Looking at some of the bigger streamers, in most cases, people like Tfue, shroud and Ninja are among the top, with viewer counts and followers in the millions. More recently, both Ninja and shroud have moved over to Microsoft’s streaming platform known as Mixer.
What to Look for in a Webcam for Streamers
While you may not be able to make it to the millions of viewers yet, maybe it’s something that you aspire to do one day. When looking through the list of streamers, the very best, all the way down to those people who have 100 concurrent viewers or less, all of them have professional setups.
That’s not just different layouts and screens on their streaming software, but professional-grade microphones, webcams, headsets and so much more.
With a webcam, what you’ll want to have is something that’s capable of streaming output of at least up to 1080p. Certain features like digital zoom, autofocus and high frame rates are common and almost necessary when looking at cameras. Some will even opt for 4K streaming, and while it may not be mainstream as of yet, it’s sure to get to that point in the near future.
With resolution, usually, it goes to show that the higher is better. However, there’s no point in dropping thousands on a webcam that’s going to crank up the res, only for you not to use it. You’ll want to look for 720p at a minimum, with 1080p and perhaps even 4K being the standard.
With frame rate, you don’t want your viewers to see a choppy version of you, so you’ll want to look for a webcam capable of streaming at over 30 frames per second.
It’s good to have an autofocus on the webcam because if you happen to show something closer to the camera, you’ll want it to autofocus on what you’re holding, and then when you take it away, auto-adjust back to you in front of the camera.
Field of View
The field of view is the area that the lens of the webcam will capture. If it’s just you, sitting in a chair, you can get away with a small FOV, but if there’s a group of you, you’ll need a wide-angle lens.
Make sure that your low-light performance on your webcam is good. There’s nothing as bad as streaming in 1080p, only to have a webcam that can’t pick you up nicely in a room that isn’t well-lit. If this is the case, you’ll have to brighten your room up.
Keeping Microphone and Webcam Separate
Usually, most streamers won’t look to mix their video and audio, and will have a separate camera or webcam when compared to their microphone, and that’s not a bad thing.
It’s good to keep your microphone and your webcam separate. You may think that you can save some money by combining the two, but the fact of the matter is, you’ll never get the right kind of audio that you need for streaming with a webcam. It’s fine when you’re chatting to your family across the country on Skype, but for streaming, you’ll want independent devices.
A Market Dominated by Few Brands
Luckily the webcam market is not yet dominated by a large number of brands, and whether you’re in the market for something amazingly special or something that’s just going to get you over the line, Logitech and Microsoft generally have you covered.

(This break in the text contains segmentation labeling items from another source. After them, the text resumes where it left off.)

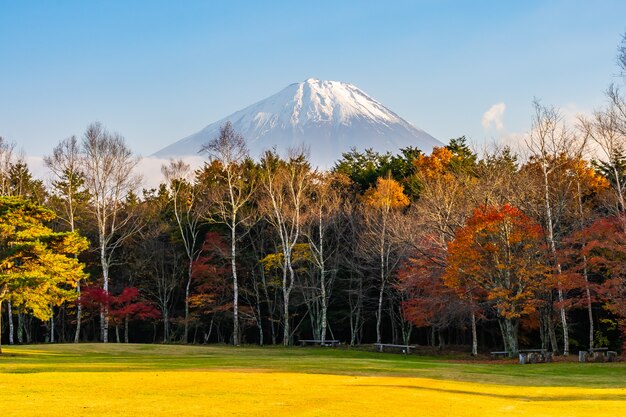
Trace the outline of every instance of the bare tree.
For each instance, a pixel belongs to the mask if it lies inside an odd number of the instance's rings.
[[[568,160],[567,157],[579,158],[584,150],[585,141],[578,141],[563,123],[558,110],[553,107],[545,107],[535,100],[535,115],[531,127],[530,137],[527,140],[528,149],[534,161],[539,165],[542,175],[544,221],[546,226],[546,240],[553,260],[553,266],[558,277],[557,295],[559,300],[559,313],[563,327],[563,354],[569,355],[569,327],[565,312],[564,295],[561,284],[561,264],[557,258],[557,244],[555,238],[555,225],[551,203],[551,174],[560,168],[559,161]]]
[[[136,218],[125,210],[124,201],[139,186],[133,173],[135,158],[119,134],[109,133],[100,123],[87,127],[82,140],[82,172],[91,198],[92,216],[98,227],[98,251],[102,288],[109,291],[109,270],[115,250],[139,229]],[[109,341],[107,307],[100,313],[102,341]]]
[[[187,283],[185,285],[185,328],[183,340],[189,342],[189,295],[193,279],[193,263],[202,252],[198,245],[202,208],[198,199],[199,187],[191,180],[189,164],[182,160],[171,161],[161,167],[161,172],[169,186],[170,201],[176,218],[178,232],[187,256]]]
[[[256,176],[248,157],[246,141],[235,132],[230,122],[220,128],[219,135],[202,146],[216,164],[215,182],[208,190],[209,219],[226,225],[230,231],[230,264],[233,278],[233,344],[239,346],[239,282],[237,279],[238,227],[249,219],[244,209],[256,190]]]
[[[76,218],[79,205],[84,203],[87,195],[83,190],[84,178],[80,171],[81,150],[76,136],[62,140],[52,150],[52,155],[44,157],[44,163],[54,175],[52,186],[62,202],[63,215],[59,218],[65,222],[71,232],[76,231]],[[81,282],[76,283],[76,332],[74,343],[80,340],[82,322]]]
[[[15,144],[0,136],[0,195],[10,195],[10,171],[15,162]]]
[[[263,195],[259,204],[276,230],[282,252],[283,344],[289,345],[290,296],[296,282],[293,251],[302,235],[311,169],[304,151],[291,152],[287,161],[267,152],[261,162]]]
[[[596,157],[607,168],[617,199],[617,210],[624,212],[624,177],[620,172],[620,159],[626,153],[626,103],[617,88],[608,91],[609,107],[597,111],[591,118],[579,118],[583,133],[598,148]]]
[[[315,304],[319,303],[319,314],[313,314],[311,321],[313,329],[318,333],[315,338],[319,338],[322,345],[326,340],[328,326],[328,302],[337,275],[337,265],[333,265],[333,261],[336,264],[338,259],[342,198],[346,197],[342,191],[347,188],[348,181],[341,176],[318,174],[311,184],[311,216],[304,234],[313,263],[319,272],[319,279],[314,280],[311,285],[314,293],[319,292],[319,295],[313,297]]]

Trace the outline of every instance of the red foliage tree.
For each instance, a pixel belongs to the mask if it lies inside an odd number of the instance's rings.
[[[498,315],[511,355],[518,350],[520,318],[541,302],[549,273],[542,246],[541,227],[505,204],[475,209],[448,248],[446,285],[461,292],[480,290]]]
[[[193,263],[194,286],[189,297],[192,323],[199,325],[202,317],[211,317],[204,339],[211,336],[219,316],[232,310],[232,282],[228,275],[228,247],[217,232],[208,232],[200,256]]]
[[[468,299],[462,299],[455,289],[445,285],[445,266],[446,251],[432,245],[422,247],[398,270],[396,286],[407,294],[402,308],[405,317],[417,327],[441,330],[470,316],[472,306]]]
[[[124,341],[128,342],[128,322],[130,320],[155,320],[161,317],[159,310],[141,297],[139,289],[126,287],[118,295],[99,287],[85,287],[81,303],[87,310],[100,311],[106,307],[109,320],[116,328],[117,341],[120,341],[118,328],[124,324]]]
[[[585,244],[576,247],[575,243],[581,241]],[[602,302],[603,308],[617,317],[626,348],[626,215],[596,220],[573,234],[569,242],[574,247],[569,259],[577,262],[572,280],[584,283],[580,277],[584,257],[584,266],[592,279],[589,286],[593,301]]]

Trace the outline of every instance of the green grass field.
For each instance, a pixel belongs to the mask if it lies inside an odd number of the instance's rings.
[[[626,364],[123,344],[5,347],[0,356],[2,416],[380,413],[623,416]]]

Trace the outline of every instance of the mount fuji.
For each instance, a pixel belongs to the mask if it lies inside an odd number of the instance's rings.
[[[330,168],[351,148],[392,153],[413,146],[429,153],[443,146],[352,84],[309,78],[243,110],[212,123],[169,145],[153,156],[178,158],[198,155],[201,146],[230,121],[246,139],[250,155],[258,158],[273,147],[284,154],[305,146],[314,166]]]

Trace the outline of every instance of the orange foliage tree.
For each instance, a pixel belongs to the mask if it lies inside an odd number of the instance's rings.
[[[376,310],[376,343],[381,343],[381,320],[383,309],[383,296],[387,287],[387,281],[393,267],[390,264],[389,254],[392,252],[393,243],[390,239],[390,221],[395,210],[409,205],[409,198],[404,194],[404,187],[392,178],[376,180],[376,187],[370,188],[363,195],[363,201],[367,209],[366,222],[372,239],[371,247],[379,257],[380,286],[378,287],[378,308]]]
[[[540,226],[508,204],[478,207],[449,245],[444,282],[484,294],[510,355],[518,351],[520,318],[536,310],[549,273],[542,245]]]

They’ll usually have USB-powered microphones with built-in audio, but disabling that audio is the first step in any successful stream.

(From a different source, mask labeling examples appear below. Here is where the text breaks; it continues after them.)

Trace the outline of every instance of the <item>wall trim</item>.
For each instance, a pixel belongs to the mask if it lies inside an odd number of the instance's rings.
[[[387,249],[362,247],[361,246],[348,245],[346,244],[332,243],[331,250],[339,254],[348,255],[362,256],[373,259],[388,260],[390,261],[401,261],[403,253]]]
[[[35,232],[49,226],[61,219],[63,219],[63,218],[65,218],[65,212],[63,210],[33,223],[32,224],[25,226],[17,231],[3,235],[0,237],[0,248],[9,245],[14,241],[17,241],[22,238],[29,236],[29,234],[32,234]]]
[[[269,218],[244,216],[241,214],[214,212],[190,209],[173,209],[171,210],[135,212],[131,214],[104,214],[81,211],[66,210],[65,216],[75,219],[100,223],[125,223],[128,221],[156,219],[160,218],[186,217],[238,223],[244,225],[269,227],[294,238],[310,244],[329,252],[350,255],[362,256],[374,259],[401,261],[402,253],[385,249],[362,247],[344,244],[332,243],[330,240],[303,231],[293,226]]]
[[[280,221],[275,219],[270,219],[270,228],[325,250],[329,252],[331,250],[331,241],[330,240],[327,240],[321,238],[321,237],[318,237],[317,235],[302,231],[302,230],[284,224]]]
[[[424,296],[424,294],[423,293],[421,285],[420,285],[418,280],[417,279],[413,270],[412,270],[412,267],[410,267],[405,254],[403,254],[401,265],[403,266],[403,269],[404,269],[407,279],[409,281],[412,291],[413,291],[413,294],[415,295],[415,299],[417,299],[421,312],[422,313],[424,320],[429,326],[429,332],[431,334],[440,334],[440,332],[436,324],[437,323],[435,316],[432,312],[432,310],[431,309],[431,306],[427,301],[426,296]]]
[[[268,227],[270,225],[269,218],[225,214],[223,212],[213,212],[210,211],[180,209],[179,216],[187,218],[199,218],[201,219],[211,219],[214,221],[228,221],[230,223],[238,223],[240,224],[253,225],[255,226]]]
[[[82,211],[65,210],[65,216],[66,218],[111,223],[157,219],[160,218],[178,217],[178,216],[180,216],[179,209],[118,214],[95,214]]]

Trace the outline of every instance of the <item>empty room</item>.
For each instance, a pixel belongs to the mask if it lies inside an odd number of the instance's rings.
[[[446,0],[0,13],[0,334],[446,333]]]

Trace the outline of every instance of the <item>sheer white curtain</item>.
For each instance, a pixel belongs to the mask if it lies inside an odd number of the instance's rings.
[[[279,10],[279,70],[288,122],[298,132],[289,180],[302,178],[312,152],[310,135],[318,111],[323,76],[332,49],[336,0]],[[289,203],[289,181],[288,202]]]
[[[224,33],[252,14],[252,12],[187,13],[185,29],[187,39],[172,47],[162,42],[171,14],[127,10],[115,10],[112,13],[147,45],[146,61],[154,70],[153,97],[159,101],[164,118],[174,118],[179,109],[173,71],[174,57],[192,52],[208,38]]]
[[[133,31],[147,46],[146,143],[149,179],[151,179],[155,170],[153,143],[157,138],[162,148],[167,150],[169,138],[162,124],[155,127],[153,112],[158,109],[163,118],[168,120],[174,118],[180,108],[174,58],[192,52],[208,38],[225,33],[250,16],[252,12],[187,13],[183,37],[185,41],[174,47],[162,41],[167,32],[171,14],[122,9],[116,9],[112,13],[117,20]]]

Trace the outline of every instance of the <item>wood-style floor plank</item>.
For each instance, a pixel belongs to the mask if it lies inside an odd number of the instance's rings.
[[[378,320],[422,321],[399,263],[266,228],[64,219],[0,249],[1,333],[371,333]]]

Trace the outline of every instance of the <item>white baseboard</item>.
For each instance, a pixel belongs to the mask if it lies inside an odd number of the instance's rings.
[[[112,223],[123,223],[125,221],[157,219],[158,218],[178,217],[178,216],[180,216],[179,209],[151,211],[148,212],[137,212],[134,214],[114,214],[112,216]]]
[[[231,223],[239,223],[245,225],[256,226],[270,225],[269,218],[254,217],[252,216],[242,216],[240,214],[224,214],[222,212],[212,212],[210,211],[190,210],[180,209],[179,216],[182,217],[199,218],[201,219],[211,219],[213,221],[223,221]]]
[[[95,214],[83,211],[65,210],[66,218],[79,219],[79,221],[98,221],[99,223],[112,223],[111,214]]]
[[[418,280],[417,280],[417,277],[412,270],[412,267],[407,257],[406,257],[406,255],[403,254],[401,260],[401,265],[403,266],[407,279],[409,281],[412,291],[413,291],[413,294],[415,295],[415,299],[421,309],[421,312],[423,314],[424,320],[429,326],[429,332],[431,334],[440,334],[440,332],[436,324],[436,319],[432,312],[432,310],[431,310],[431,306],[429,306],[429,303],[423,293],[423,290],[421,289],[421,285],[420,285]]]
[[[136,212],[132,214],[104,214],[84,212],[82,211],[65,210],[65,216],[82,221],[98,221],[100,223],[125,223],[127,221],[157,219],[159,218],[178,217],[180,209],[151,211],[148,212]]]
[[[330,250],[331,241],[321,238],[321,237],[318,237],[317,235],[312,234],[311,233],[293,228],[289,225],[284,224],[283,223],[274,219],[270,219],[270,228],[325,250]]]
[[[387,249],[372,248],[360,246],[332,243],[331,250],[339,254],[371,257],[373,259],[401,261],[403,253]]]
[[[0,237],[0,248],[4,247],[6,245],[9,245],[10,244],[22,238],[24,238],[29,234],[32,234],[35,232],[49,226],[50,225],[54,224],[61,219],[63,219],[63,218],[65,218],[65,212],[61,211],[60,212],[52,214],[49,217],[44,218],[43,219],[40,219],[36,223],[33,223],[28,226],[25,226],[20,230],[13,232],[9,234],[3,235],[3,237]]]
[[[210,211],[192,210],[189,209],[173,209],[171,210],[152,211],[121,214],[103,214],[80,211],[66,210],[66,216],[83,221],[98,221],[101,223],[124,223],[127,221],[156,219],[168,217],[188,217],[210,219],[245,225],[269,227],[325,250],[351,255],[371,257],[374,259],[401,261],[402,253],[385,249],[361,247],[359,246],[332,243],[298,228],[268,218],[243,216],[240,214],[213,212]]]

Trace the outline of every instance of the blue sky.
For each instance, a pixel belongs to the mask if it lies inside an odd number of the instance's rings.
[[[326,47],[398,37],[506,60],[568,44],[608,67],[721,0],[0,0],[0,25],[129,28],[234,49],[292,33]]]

The C920 is widely considered to be one of the best all-round mics for Twitch streamers. It’s relatively cheap, reliable and does all the basics right.
It wouldn’t be a gaming peripheral without Razer being involved. It’s KIYO is pricey, but offers good image quality and its own light ring, which sheds some light on your face without looking inauthentic.

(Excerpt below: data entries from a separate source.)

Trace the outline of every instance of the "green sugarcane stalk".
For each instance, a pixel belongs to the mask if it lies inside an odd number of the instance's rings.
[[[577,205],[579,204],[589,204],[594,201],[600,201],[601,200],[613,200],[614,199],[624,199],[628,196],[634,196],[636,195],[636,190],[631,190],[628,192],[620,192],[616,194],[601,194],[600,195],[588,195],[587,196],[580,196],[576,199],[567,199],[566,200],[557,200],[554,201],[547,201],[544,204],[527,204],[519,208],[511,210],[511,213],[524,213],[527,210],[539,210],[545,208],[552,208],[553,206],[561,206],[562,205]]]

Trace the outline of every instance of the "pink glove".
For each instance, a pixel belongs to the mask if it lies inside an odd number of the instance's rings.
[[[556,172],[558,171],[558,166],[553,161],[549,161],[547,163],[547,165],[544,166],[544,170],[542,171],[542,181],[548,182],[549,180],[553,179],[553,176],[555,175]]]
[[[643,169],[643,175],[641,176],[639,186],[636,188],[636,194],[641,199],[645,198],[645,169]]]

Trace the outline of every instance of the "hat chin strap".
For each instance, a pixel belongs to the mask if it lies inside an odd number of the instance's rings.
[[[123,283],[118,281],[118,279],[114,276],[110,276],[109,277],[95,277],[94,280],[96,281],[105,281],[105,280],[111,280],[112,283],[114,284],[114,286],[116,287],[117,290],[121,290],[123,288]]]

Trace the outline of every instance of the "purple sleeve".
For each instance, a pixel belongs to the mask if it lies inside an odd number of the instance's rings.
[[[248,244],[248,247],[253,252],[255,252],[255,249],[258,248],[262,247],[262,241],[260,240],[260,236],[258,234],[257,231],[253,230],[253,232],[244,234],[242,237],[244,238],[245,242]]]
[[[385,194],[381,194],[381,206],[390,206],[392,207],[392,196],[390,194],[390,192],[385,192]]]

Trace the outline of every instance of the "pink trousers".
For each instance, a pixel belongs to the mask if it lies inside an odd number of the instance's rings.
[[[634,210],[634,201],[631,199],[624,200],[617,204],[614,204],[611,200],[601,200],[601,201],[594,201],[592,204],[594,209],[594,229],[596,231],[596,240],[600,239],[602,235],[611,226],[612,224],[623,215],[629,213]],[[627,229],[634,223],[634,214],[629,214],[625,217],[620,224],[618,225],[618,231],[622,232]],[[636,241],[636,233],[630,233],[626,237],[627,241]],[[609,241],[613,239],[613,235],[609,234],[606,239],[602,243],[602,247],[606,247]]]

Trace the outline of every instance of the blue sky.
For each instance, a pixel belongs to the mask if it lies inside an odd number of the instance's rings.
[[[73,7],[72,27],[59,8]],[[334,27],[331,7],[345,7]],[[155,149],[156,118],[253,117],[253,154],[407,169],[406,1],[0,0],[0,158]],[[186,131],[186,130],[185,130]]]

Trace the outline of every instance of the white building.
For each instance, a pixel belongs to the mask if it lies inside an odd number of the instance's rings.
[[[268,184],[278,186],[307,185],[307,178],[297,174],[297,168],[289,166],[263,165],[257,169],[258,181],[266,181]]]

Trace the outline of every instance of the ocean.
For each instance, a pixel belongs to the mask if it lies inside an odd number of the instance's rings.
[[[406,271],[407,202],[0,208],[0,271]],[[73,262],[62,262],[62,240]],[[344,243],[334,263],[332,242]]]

Microsoft has a really cheap webcam that can capably stream at 720p. There are a few teething issues with it such as overly powerful white-balance, and an awkward and troublesome stand, but for the price, it’s well worth the worry.
Logitech decided that the C920 needed a big of an upgrade and brought the C922 out, which has a few extra features on top of the C920. This one can stream at 720p in 60fps, has the ability to remove backgrounds, and also has a more advanced low-lighting quality. It’s a little more expensive, but it’s well-worth the money.
The BRIO is a 4K webcam that also can stream 1080p at 60fps. It has a 90-degree field of view and an easy-to-use stand that allows for a quick setup. The only downside is that the BRIO is expensive.